Pour ce qui est des Cubains, on en voit de géographiques, d’ethnographiques, de psychologiques, de politiques, d’économiques, d’historiques, sans mentionner ici une cause plus générale, qui pourtant agit à Cuba comme ailleurs et dont on ne saurait faire abstraction.

Causes géographiques : la colonie est à plusieurs jours de la métropole, et à cinq ou six heures seulement de la Floride, c’est-à-dire des États-Unis. — Outre qu’elle est, par sa fertilité et par son étendue, la reine des Antilles, par sa position elle ouvre ou ferme le golfe du Mexique, et nul n’y sera tout à fait chez soi, qui n’en tiendra pas cette clef. — Causes ethnographiques : la population de l’île est formée de couches superposées et mêlées. Sur 1 600 000 habitans environ qu’atteignent les recensemens officiels, on compte 500 000 à 600 000 noirs. Le reste va du noir au blanc, de dégradé en dégradé de ton, ou monte du blanc au noir toute la gamme des nuances : Espagnols purs, arrivant de la péninsule, mariés à de pures Espagnoles ; puis Espagnols mariés à des Cubaines ; étrangers : Anglais, Français, Allemands, Yankees ; Cubains fils d’un Espagnol et d’une Espagnole, et Cubains fils d’un Espagnol ou d’un étranger et d’une Cubaine ; puis Cubains fils de Cubain et de Cubaine ; croisemens d’Espagnols, d’étrangers ou de Cubains et de négresses ; enfin, purs nègres d’Afrique, pur bois d’ébène récemment importé, puisque, malgré les lois et les mesures contraires, l’esclavage s’est maintenu à Cuba jusqu’en ces derniers temps ; et par-dessus le marché des Asiatiques, des jaunes, coolies chinois, au nombre, selon certains auteurs, de près de 80 000[1].
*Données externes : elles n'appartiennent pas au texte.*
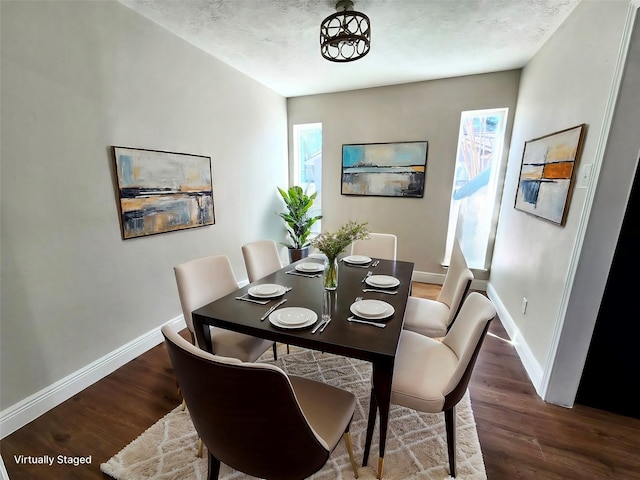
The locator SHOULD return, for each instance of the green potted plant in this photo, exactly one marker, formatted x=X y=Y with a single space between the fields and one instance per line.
x=298 y=221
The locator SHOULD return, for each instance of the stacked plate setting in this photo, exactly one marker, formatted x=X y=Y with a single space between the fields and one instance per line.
x=267 y=290
x=310 y=267
x=372 y=309
x=293 y=317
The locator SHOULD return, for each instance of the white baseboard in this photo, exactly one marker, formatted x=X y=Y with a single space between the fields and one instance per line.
x=531 y=365
x=23 y=412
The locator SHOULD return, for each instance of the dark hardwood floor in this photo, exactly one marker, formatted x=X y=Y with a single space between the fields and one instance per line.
x=521 y=436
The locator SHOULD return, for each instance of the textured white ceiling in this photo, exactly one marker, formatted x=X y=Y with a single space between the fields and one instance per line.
x=277 y=42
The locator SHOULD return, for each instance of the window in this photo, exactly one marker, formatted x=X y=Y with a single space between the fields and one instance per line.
x=475 y=184
x=307 y=164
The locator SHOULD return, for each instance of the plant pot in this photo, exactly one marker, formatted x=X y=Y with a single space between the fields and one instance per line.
x=296 y=254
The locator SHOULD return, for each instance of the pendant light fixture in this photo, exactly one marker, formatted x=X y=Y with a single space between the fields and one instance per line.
x=345 y=36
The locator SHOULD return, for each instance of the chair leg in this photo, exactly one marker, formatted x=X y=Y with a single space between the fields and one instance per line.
x=347 y=441
x=214 y=468
x=450 y=423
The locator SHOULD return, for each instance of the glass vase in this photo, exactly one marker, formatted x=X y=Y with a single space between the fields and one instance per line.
x=331 y=273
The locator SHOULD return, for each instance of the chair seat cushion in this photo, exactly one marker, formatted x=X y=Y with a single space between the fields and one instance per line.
x=422 y=371
x=427 y=317
x=238 y=345
x=329 y=416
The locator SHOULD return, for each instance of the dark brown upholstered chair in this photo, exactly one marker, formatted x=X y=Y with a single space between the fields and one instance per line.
x=255 y=418
x=432 y=376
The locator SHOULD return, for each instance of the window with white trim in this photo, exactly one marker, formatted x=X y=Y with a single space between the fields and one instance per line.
x=475 y=184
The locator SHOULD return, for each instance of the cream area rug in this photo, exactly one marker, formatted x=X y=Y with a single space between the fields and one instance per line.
x=416 y=443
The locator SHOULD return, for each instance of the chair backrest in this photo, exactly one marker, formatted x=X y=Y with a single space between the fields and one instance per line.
x=465 y=339
x=261 y=258
x=246 y=414
x=456 y=282
x=378 y=245
x=202 y=281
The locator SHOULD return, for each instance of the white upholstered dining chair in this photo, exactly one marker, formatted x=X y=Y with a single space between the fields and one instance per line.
x=261 y=258
x=433 y=318
x=432 y=376
x=202 y=281
x=378 y=245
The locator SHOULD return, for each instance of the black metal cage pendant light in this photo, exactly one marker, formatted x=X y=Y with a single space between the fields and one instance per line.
x=345 y=36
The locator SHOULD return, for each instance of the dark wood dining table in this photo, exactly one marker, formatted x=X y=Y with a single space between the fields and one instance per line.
x=341 y=337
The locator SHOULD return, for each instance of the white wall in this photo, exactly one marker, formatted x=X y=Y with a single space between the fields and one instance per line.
x=417 y=111
x=569 y=82
x=77 y=78
x=615 y=179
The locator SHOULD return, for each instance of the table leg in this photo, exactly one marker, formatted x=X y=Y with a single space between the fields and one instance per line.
x=373 y=410
x=380 y=401
x=203 y=334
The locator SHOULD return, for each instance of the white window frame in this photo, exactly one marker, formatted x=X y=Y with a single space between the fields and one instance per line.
x=477 y=249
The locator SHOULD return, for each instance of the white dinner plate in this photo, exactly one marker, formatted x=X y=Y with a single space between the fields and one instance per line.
x=293 y=317
x=374 y=309
x=382 y=281
x=357 y=259
x=267 y=290
x=310 y=267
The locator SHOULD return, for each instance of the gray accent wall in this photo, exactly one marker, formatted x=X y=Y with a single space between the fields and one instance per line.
x=77 y=78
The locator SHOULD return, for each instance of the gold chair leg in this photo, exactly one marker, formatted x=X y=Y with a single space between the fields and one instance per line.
x=347 y=441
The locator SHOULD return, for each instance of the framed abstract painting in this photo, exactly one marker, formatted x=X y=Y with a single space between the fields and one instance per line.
x=162 y=191
x=384 y=169
x=547 y=174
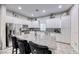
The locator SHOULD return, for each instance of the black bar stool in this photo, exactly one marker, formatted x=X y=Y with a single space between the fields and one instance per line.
x=24 y=47
x=14 y=44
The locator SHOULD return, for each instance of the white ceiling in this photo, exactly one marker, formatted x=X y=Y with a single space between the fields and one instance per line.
x=29 y=9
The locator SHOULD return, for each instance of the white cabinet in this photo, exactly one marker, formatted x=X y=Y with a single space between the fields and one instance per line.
x=65 y=30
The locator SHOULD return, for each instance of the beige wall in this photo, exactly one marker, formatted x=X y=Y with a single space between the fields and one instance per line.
x=74 y=28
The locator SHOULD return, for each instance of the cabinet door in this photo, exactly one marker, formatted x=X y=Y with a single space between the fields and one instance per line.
x=65 y=29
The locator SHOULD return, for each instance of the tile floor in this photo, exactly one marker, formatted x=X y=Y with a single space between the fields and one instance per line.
x=61 y=49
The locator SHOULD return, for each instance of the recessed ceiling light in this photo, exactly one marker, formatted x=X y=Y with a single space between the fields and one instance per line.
x=44 y=11
x=60 y=6
x=19 y=8
x=32 y=14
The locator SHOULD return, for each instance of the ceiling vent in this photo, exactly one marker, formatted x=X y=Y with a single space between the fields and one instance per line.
x=35 y=19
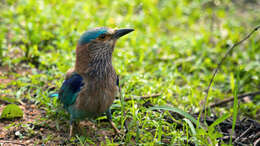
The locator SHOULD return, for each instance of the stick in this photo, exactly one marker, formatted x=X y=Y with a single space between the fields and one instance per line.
x=142 y=97
x=225 y=101
x=222 y=60
x=244 y=133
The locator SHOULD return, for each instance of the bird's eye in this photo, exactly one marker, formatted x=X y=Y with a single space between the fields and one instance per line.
x=102 y=36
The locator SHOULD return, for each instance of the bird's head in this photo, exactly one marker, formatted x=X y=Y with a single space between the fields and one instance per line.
x=96 y=46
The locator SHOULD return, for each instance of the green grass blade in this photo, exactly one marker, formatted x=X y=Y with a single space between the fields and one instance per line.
x=235 y=105
x=183 y=113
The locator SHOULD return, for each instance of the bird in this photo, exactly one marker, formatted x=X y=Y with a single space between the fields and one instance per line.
x=91 y=86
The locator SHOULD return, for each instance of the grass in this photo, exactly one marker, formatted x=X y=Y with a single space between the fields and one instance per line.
x=174 y=49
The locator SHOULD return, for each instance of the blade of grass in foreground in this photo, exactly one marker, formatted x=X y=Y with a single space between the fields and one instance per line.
x=183 y=113
x=235 y=105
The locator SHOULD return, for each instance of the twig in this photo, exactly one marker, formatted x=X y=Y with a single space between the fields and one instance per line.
x=142 y=97
x=5 y=102
x=244 y=133
x=221 y=61
x=225 y=101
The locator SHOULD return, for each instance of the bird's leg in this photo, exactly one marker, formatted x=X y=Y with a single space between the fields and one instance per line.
x=109 y=117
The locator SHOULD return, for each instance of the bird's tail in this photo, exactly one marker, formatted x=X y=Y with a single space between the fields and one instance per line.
x=54 y=95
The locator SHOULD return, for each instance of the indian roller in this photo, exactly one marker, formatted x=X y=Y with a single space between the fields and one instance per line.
x=90 y=87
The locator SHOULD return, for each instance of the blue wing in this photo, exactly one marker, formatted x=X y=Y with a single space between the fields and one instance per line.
x=70 y=89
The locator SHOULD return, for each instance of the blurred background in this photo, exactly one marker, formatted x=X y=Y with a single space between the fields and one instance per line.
x=173 y=51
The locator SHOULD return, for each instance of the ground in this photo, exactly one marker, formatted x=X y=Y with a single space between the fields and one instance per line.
x=172 y=53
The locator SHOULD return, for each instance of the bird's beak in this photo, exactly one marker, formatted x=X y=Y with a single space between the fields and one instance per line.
x=121 y=32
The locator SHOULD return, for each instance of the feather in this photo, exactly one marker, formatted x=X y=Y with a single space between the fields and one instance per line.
x=70 y=89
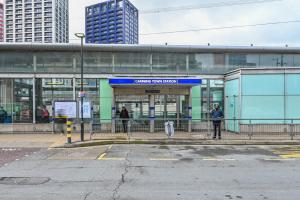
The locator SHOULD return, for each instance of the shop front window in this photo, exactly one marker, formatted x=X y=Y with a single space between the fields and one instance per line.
x=16 y=100
x=92 y=91
x=49 y=90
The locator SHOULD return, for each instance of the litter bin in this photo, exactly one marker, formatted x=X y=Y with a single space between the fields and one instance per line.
x=169 y=128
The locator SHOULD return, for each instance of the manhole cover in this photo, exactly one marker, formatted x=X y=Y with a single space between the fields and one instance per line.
x=24 y=180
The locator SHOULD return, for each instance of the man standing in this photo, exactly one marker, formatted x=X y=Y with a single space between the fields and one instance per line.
x=217 y=115
x=124 y=116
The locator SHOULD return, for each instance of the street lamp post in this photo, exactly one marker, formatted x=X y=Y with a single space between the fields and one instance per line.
x=81 y=36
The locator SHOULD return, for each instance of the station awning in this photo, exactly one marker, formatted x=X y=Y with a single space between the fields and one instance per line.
x=155 y=81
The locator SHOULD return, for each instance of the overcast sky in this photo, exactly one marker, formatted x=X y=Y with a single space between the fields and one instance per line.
x=285 y=10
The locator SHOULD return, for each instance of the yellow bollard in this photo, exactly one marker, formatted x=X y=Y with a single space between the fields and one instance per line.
x=69 y=131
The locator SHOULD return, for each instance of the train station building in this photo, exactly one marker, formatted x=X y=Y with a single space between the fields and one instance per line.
x=156 y=83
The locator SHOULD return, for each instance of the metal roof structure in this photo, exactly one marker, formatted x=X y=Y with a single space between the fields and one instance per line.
x=147 y=48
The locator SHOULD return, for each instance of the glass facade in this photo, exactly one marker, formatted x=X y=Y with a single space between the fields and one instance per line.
x=139 y=62
x=16 y=99
x=32 y=79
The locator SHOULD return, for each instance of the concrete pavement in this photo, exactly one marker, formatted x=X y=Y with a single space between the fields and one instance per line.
x=155 y=172
x=59 y=141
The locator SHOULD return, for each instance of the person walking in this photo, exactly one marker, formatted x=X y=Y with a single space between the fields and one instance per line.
x=217 y=115
x=124 y=116
x=3 y=114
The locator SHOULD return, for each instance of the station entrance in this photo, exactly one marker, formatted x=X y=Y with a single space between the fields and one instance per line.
x=149 y=107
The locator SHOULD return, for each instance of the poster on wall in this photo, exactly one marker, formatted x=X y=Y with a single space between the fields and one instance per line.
x=67 y=109
x=87 y=110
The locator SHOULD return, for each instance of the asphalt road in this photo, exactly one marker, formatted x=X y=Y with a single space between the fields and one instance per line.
x=131 y=172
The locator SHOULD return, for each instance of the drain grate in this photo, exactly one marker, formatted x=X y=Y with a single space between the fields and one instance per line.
x=23 y=180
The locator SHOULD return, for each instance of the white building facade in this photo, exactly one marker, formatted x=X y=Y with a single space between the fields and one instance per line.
x=41 y=21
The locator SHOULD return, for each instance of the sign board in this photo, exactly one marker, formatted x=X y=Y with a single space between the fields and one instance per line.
x=87 y=110
x=66 y=109
x=154 y=81
x=81 y=94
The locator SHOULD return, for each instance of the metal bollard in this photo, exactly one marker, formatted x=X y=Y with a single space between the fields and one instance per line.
x=69 y=131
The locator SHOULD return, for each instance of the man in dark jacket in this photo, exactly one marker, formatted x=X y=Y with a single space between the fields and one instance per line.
x=124 y=117
x=217 y=115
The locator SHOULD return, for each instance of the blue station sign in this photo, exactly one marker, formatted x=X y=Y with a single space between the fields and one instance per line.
x=154 y=81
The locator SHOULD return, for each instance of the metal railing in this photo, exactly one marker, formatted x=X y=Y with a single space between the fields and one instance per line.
x=243 y=129
x=230 y=128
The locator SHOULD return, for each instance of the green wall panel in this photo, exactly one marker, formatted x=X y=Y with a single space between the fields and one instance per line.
x=263 y=107
x=106 y=97
x=196 y=103
x=271 y=84
x=293 y=84
x=292 y=107
x=232 y=104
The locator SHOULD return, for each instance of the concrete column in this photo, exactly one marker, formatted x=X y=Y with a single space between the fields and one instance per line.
x=113 y=114
x=151 y=112
x=74 y=89
x=178 y=111
x=165 y=106
x=33 y=101
x=190 y=112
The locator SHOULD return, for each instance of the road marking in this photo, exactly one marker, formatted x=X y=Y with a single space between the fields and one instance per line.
x=163 y=159
x=102 y=156
x=218 y=159
x=112 y=159
x=291 y=155
x=279 y=159
x=287 y=152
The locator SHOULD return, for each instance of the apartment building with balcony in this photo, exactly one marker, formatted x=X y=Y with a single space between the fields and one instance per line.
x=112 y=22
x=1 y=22
x=41 y=21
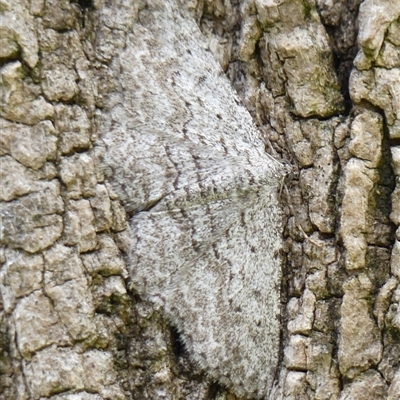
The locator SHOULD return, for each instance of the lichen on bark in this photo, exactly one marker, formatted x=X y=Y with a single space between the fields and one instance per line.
x=72 y=325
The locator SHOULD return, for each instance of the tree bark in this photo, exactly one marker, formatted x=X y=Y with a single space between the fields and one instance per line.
x=322 y=83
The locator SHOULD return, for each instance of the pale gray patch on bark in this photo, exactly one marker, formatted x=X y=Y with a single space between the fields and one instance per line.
x=190 y=166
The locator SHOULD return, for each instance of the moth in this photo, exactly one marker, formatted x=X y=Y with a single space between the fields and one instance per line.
x=191 y=169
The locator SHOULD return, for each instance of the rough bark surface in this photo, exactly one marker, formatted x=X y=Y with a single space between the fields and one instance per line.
x=321 y=80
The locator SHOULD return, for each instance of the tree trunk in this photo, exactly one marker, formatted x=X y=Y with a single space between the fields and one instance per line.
x=322 y=83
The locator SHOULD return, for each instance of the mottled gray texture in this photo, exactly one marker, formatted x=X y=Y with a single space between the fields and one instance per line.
x=189 y=165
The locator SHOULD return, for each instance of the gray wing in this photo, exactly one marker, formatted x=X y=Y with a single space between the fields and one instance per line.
x=215 y=269
x=147 y=167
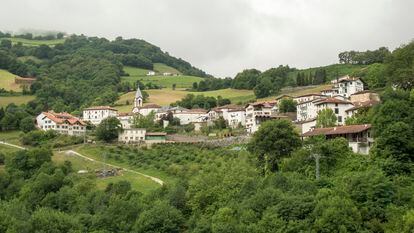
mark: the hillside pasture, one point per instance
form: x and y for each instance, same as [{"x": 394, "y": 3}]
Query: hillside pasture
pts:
[
  {"x": 138, "y": 183},
  {"x": 27, "y": 42},
  {"x": 181, "y": 81},
  {"x": 163, "y": 68},
  {"x": 18, "y": 100}
]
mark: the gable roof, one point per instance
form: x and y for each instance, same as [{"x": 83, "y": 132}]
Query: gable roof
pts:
[
  {"x": 331, "y": 101},
  {"x": 365, "y": 104},
  {"x": 150, "y": 106},
  {"x": 347, "y": 129},
  {"x": 63, "y": 117},
  {"x": 101, "y": 108}
]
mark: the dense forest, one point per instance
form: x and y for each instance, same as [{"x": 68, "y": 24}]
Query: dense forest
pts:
[{"x": 82, "y": 71}]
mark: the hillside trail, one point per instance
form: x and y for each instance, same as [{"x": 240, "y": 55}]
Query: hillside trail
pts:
[{"x": 72, "y": 152}]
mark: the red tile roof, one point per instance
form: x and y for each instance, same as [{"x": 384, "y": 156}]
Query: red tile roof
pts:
[
  {"x": 63, "y": 117},
  {"x": 332, "y": 100},
  {"x": 150, "y": 106},
  {"x": 101, "y": 108},
  {"x": 311, "y": 94},
  {"x": 337, "y": 130}
]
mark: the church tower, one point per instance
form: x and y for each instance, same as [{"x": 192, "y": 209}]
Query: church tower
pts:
[{"x": 138, "y": 101}]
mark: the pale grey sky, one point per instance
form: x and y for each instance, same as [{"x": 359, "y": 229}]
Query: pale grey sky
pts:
[{"x": 223, "y": 37}]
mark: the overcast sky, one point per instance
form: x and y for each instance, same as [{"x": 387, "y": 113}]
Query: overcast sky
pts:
[{"x": 224, "y": 37}]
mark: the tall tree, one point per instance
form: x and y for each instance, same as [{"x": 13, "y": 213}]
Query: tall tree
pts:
[
  {"x": 273, "y": 141},
  {"x": 326, "y": 118}
]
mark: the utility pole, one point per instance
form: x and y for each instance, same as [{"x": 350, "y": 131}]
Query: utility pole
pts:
[{"x": 317, "y": 166}]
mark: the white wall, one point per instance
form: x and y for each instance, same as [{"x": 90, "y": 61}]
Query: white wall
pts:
[
  {"x": 132, "y": 135},
  {"x": 96, "y": 116}
]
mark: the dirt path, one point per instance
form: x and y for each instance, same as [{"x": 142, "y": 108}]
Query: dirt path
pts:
[{"x": 72, "y": 152}]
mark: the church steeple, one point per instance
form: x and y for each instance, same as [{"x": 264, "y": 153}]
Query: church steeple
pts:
[{"x": 138, "y": 101}]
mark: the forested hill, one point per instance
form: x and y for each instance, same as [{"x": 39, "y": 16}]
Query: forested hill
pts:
[
  {"x": 81, "y": 71},
  {"x": 131, "y": 52}
]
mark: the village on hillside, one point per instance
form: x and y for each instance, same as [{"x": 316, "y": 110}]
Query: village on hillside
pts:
[{"x": 345, "y": 98}]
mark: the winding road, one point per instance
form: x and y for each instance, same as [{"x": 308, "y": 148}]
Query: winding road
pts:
[{"x": 72, "y": 152}]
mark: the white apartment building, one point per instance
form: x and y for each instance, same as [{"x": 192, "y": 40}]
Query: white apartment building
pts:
[
  {"x": 147, "y": 109},
  {"x": 307, "y": 97},
  {"x": 236, "y": 117},
  {"x": 258, "y": 109},
  {"x": 132, "y": 135},
  {"x": 191, "y": 116},
  {"x": 98, "y": 113},
  {"x": 338, "y": 106},
  {"x": 63, "y": 123}
]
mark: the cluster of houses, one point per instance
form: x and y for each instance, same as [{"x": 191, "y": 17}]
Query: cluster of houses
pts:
[{"x": 346, "y": 97}]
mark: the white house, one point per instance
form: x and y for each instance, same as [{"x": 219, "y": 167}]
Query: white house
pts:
[
  {"x": 359, "y": 136},
  {"x": 306, "y": 125},
  {"x": 98, "y": 113},
  {"x": 358, "y": 106},
  {"x": 63, "y": 123},
  {"x": 307, "y": 110},
  {"x": 147, "y": 109},
  {"x": 258, "y": 109},
  {"x": 151, "y": 73},
  {"x": 192, "y": 115},
  {"x": 346, "y": 86},
  {"x": 338, "y": 106},
  {"x": 132, "y": 135},
  {"x": 329, "y": 92},
  {"x": 307, "y": 97},
  {"x": 236, "y": 117},
  {"x": 364, "y": 96},
  {"x": 126, "y": 119}
]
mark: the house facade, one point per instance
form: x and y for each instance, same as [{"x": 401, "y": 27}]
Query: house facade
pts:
[
  {"x": 63, "y": 123},
  {"x": 338, "y": 106},
  {"x": 132, "y": 136},
  {"x": 191, "y": 116},
  {"x": 258, "y": 109},
  {"x": 126, "y": 119},
  {"x": 359, "y": 137},
  {"x": 307, "y": 97},
  {"x": 98, "y": 113}
]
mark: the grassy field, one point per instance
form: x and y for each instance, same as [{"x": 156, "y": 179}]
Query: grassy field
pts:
[
  {"x": 12, "y": 137},
  {"x": 181, "y": 81},
  {"x": 139, "y": 183},
  {"x": 32, "y": 58},
  {"x": 167, "y": 96},
  {"x": 22, "y": 99},
  {"x": 162, "y": 68},
  {"x": 7, "y": 81},
  {"x": 135, "y": 72},
  {"x": 27, "y": 42}
]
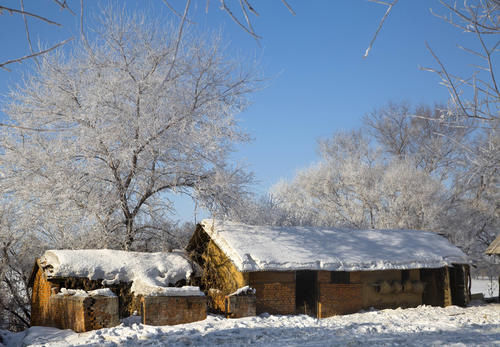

Et toutes ces demi-teintes, tous ces quarts de teinte de la peau, on les retrouve dans les cerveaux ou dans les dînes. L’Espagnol pur s’est, de tout temps et en Espagne même, montré parfaitement ingouvernable : c’est le premier roi d’Espagne, Aragon et

  1. D. J.-B. Casas, la Guerra séparatiste de Cuba.